The task is to identify the proceedings in which the order was made. For the applicants, the answer is simple. They submit that there is but one set of proceedings bearing the same file number which include the original s 79 proceedings in which the consent orders were made as well as the present proceedings seeking to set those orders aside. Thus, the consent of all the parties, including those newly joined, such as the applicants, is required.
We do not agree.
We consider that the determination of what constitutes a proceedings is governed by identification of the separate causes of action on which one or more of the parties move and not by the administrative allocation of a file number to such causes of action. This gives recognition to the reality that many varying applications can be made in relation to a marriage. For example, matters come before the court involving both parenting and property. The former, but not the latter, could involve third parties who might be a grandparent or “other person concerned with the care, welfare or development of the child”’ (s 65C(c) of the Act). In such a case, in our view, there are two proceedings before the court – one property, one parenting. Resolution of the property matter would be between the parties to the marriage or other parties necessary to it and not, on the above example, a grandparent or other interested person. It could not sensibly be suggested that their consent would be required on any application of s 79A(1A).

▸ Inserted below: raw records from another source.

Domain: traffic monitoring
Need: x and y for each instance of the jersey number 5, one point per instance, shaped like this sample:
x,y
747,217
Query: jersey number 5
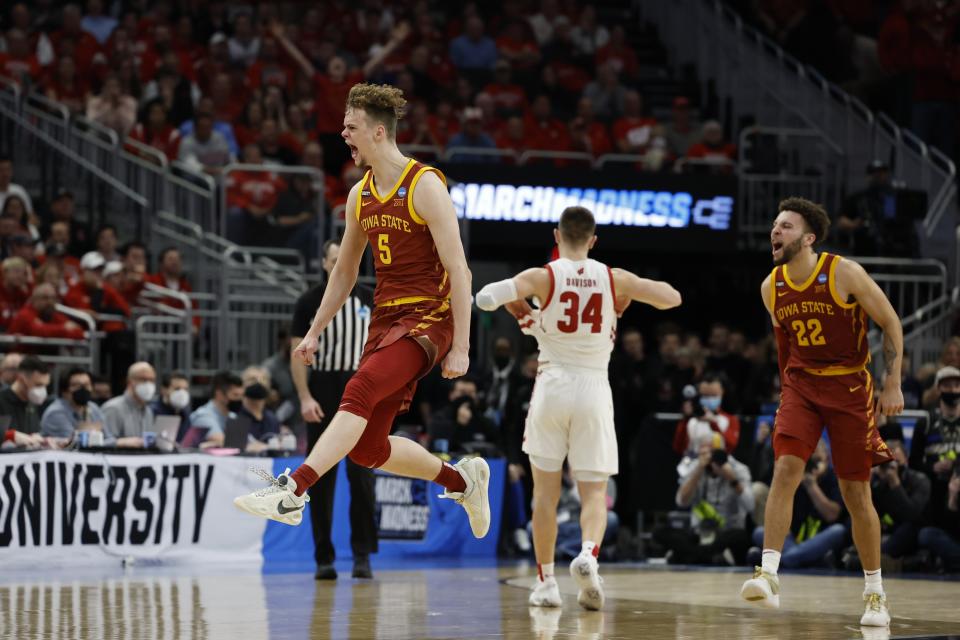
x,y
384,248
815,337
572,315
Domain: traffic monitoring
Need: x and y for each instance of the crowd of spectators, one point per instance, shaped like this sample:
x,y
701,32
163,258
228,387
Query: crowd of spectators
x,y
264,84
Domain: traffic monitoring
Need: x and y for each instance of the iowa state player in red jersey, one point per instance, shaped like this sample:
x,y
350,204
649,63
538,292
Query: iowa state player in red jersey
x,y
422,317
820,305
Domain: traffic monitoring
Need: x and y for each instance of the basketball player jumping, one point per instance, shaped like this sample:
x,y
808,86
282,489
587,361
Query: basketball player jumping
x,y
422,317
819,305
571,411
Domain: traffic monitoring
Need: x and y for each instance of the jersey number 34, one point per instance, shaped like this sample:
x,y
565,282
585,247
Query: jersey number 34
x,y
573,317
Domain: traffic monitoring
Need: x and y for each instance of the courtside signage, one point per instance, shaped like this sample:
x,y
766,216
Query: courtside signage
x,y
616,207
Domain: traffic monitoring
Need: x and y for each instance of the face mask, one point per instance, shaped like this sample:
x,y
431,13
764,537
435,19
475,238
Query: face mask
x,y
179,399
37,395
256,391
81,396
950,398
145,391
710,403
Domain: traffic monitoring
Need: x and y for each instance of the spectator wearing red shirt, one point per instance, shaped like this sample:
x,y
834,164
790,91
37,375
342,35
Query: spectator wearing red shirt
x,y
18,63
619,54
713,148
508,97
251,196
91,294
73,40
157,132
66,86
269,69
170,276
40,319
633,132
586,134
14,289
544,131
517,47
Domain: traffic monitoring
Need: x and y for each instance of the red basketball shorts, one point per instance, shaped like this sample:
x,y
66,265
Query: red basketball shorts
x,y
844,405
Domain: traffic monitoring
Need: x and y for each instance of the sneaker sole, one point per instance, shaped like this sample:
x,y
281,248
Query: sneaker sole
x,y
591,594
242,507
754,594
483,479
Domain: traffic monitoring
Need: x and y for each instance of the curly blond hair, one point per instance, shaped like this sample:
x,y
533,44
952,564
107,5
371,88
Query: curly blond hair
x,y
382,103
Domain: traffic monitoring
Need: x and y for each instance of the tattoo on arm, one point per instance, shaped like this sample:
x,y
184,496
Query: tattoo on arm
x,y
889,354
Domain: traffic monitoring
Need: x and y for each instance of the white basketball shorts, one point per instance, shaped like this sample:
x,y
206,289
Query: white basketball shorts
x,y
571,416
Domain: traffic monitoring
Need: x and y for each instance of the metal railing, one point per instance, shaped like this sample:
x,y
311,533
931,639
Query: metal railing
x,y
767,83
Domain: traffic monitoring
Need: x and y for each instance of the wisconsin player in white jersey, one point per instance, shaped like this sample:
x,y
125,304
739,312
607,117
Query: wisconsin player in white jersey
x,y
571,411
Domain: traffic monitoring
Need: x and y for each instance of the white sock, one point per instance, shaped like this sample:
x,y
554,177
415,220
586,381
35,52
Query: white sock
x,y
874,584
546,572
770,561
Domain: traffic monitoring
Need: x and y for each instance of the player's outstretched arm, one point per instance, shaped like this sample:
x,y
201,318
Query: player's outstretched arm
x,y
532,283
432,202
342,279
653,292
852,279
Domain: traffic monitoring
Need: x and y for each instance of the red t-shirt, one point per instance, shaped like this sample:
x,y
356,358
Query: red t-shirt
x,y
28,323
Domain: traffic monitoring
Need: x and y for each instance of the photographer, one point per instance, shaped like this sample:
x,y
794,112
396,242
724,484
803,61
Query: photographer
x,y
943,539
936,446
717,488
703,415
900,496
816,530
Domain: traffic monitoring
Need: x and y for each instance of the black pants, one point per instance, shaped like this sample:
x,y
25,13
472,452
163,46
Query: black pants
x,y
686,547
327,389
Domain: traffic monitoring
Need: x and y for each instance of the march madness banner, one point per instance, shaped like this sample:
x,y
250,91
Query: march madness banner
x,y
58,507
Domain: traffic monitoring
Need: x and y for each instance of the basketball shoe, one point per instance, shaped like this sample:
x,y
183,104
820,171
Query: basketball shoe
x,y
875,612
546,593
762,589
473,499
586,573
277,501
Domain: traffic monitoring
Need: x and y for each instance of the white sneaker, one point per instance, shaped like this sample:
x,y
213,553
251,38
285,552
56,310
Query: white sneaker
x,y
546,593
586,573
762,589
474,499
276,502
875,612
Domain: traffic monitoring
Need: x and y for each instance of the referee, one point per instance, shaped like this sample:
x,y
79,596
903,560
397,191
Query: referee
x,y
336,360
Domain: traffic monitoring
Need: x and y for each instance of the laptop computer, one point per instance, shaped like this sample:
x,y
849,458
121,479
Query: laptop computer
x,y
166,428
193,437
236,433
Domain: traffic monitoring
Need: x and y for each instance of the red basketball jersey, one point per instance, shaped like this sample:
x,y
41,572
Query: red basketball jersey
x,y
828,336
407,264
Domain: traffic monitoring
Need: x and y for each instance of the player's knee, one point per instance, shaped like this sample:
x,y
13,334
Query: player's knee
x,y
371,455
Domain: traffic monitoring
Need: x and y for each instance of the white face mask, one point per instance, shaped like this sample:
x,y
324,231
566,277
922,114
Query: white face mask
x,y
37,395
179,399
145,391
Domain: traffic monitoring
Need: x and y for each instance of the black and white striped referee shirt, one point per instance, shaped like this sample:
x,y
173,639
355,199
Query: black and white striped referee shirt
x,y
341,343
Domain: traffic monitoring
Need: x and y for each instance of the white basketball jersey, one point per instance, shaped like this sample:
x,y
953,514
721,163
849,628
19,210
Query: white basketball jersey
x,y
578,319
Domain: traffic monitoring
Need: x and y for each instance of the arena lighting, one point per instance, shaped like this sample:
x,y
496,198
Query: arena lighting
x,y
630,208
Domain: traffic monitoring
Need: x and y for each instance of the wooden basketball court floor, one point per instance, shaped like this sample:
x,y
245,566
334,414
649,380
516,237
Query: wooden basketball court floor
x,y
453,601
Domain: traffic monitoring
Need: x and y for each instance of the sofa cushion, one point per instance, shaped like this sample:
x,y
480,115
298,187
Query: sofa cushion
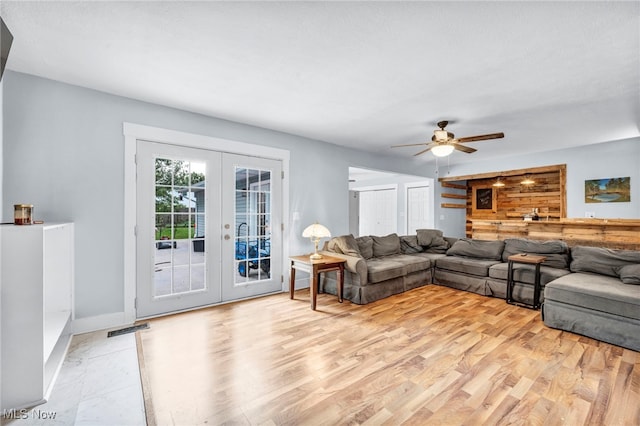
x,y
385,246
602,260
412,263
409,244
477,249
432,240
365,245
478,267
526,273
629,274
556,251
347,244
597,292
382,269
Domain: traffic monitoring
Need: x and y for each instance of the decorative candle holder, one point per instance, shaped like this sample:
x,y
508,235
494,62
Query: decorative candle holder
x,y
23,214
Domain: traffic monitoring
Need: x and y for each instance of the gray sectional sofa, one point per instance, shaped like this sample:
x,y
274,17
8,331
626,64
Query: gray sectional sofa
x,y
378,267
587,290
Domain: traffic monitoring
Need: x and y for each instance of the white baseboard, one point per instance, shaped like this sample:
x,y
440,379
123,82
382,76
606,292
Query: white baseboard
x,y
99,322
300,283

This is confirmed by looking at the definition of “proceedings” contained in s 4 which is:
proceedings means a proceeding in a court, whether between parties or not, and includes cross‑proceedings or an incidental proceeding in the course of or in connexion with a proceeding.

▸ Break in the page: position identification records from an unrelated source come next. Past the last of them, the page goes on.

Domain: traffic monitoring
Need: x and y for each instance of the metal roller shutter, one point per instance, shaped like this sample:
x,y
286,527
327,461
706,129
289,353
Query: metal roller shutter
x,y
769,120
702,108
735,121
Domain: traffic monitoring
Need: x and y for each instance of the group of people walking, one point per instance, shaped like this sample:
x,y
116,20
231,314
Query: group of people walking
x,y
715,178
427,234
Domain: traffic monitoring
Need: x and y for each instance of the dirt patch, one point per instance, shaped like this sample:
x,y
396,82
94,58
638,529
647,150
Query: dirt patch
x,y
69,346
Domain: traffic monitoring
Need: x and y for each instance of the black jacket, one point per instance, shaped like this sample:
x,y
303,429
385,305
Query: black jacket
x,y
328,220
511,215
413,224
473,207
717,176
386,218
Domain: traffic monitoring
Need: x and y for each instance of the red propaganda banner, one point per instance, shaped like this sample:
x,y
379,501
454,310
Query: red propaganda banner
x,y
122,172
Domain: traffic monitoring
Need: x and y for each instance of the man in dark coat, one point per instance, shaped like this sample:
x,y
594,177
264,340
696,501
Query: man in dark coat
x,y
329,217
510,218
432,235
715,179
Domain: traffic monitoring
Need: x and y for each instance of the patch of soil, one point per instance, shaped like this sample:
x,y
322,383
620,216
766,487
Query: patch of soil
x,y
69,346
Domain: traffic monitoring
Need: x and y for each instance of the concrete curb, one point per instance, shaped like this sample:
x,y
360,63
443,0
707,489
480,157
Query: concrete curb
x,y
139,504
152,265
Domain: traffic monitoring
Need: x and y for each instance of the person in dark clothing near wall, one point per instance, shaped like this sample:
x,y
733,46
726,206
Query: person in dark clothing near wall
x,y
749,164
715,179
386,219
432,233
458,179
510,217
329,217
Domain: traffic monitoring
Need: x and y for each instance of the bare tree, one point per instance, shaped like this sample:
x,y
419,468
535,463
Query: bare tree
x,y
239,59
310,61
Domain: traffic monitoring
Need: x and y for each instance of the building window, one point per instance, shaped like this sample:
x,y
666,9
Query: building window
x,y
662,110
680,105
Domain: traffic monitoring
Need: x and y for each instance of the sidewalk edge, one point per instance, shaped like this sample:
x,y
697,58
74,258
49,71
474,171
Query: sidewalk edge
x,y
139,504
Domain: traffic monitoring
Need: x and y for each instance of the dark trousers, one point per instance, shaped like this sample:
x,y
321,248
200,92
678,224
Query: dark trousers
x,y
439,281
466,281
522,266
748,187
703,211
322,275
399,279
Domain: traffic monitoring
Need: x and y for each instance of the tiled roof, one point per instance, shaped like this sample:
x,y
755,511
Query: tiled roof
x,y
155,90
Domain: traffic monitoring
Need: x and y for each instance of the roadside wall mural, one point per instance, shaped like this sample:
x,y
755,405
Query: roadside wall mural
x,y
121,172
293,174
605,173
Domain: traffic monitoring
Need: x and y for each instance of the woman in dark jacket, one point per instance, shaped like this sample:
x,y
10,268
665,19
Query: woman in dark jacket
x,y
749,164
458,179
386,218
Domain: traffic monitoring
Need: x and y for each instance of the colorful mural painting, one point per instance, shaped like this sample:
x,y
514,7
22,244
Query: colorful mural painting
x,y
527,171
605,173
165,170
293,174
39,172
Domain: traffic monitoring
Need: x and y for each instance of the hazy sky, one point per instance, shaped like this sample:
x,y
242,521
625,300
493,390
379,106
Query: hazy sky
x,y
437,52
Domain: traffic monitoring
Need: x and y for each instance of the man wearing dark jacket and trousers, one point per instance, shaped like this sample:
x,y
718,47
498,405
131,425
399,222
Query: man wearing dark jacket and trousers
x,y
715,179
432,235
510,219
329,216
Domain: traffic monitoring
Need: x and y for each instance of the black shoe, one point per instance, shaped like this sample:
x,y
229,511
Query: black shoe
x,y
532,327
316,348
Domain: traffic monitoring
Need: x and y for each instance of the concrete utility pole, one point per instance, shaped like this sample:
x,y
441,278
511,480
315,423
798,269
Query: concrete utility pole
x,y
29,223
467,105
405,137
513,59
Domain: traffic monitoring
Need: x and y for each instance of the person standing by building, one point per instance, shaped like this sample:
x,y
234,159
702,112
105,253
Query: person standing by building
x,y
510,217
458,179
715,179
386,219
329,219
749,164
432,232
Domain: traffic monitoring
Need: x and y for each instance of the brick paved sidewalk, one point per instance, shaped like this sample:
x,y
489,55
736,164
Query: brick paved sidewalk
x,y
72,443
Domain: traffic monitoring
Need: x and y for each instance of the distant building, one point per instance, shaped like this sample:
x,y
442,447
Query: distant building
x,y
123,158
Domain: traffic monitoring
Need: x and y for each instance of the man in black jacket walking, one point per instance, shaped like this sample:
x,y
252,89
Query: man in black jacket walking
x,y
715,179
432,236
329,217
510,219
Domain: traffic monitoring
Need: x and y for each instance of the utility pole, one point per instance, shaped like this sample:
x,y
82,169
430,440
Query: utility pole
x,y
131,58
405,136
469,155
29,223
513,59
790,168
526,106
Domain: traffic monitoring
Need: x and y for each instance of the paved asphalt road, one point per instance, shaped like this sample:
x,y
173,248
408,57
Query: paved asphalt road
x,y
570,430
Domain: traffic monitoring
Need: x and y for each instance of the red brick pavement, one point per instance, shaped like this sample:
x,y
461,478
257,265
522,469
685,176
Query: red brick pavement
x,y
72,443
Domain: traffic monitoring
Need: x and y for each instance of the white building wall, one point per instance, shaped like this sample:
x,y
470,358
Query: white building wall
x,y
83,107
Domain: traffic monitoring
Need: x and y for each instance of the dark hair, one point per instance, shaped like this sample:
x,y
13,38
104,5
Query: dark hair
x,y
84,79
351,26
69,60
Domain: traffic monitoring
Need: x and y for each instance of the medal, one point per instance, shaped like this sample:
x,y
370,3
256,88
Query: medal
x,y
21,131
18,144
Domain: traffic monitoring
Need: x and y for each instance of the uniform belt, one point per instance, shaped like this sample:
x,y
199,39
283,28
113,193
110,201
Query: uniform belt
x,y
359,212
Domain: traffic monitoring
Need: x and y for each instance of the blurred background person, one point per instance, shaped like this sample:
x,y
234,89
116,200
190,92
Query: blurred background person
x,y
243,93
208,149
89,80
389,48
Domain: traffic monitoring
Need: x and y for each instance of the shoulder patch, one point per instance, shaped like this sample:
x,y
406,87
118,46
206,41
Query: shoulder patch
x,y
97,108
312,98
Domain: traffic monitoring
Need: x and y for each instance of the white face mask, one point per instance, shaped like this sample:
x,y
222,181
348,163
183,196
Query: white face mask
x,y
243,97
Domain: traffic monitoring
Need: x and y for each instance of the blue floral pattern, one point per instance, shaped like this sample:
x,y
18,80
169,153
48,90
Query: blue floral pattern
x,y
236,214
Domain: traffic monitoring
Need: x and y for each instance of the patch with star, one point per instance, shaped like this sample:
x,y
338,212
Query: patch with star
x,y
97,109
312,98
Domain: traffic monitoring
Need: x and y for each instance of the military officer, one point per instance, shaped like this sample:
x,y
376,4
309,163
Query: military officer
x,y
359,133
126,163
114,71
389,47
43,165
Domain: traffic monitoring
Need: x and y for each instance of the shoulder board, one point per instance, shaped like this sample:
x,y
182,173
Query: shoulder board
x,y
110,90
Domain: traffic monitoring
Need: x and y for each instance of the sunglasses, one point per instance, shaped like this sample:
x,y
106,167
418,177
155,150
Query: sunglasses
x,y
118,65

Whilst that does not directly assist, the various definitions of “matrimonial cause”, “child-related proceedings”, “divorce or validity of marriage proceedings”, “Part VIIIAB proceedings”, “Part VIIIA proceedings”, “Part VIIIB proceedings”, “Part VIII proceedings”, “property settlement or spousal maintenance proceedings”, “property settlement proceedings”, “section 69GA proceedings” and “section 106A proceedings” contained within s 4 support the view that it is the nature and substance of the matter that defines the content of the proceedings. Each is defined as a separate proceeding.
Looked at in this way, in this matter there are at least two proceedings contained within the present file number. The first is the proceedings between the deceased husband and wife for orders under s 79 which were resolved by the 24 September 2009 property orders. The second is the proceedings under s 79A and s 106B taken by the wife against the present respondents. These are too significantly different in nature and substance to be the same proceedings.
Such an approach is consistent with the use of the words “was made” which direct attention to the structure and nature of the proceedings at the time the consent order was made.
It follows that the primary judge correctly found that the discretion under s 79A(1A) was enlivened by the consent of the parties to the proceedings at the time the order was made (which his Honour described as being “parties to the orders” (at [63])).
This is not to, in effect, insert the words “at that time” into s 79A(1A), as the applicants submitted. It is merely a reflection of the finding that the proceedings then on foot are not the same proceedings as those currently underway.
There is no merit in this ground.
Were the applicants “other persons interested” within the meaning of s 79A(2) of the Act? (Ground 2)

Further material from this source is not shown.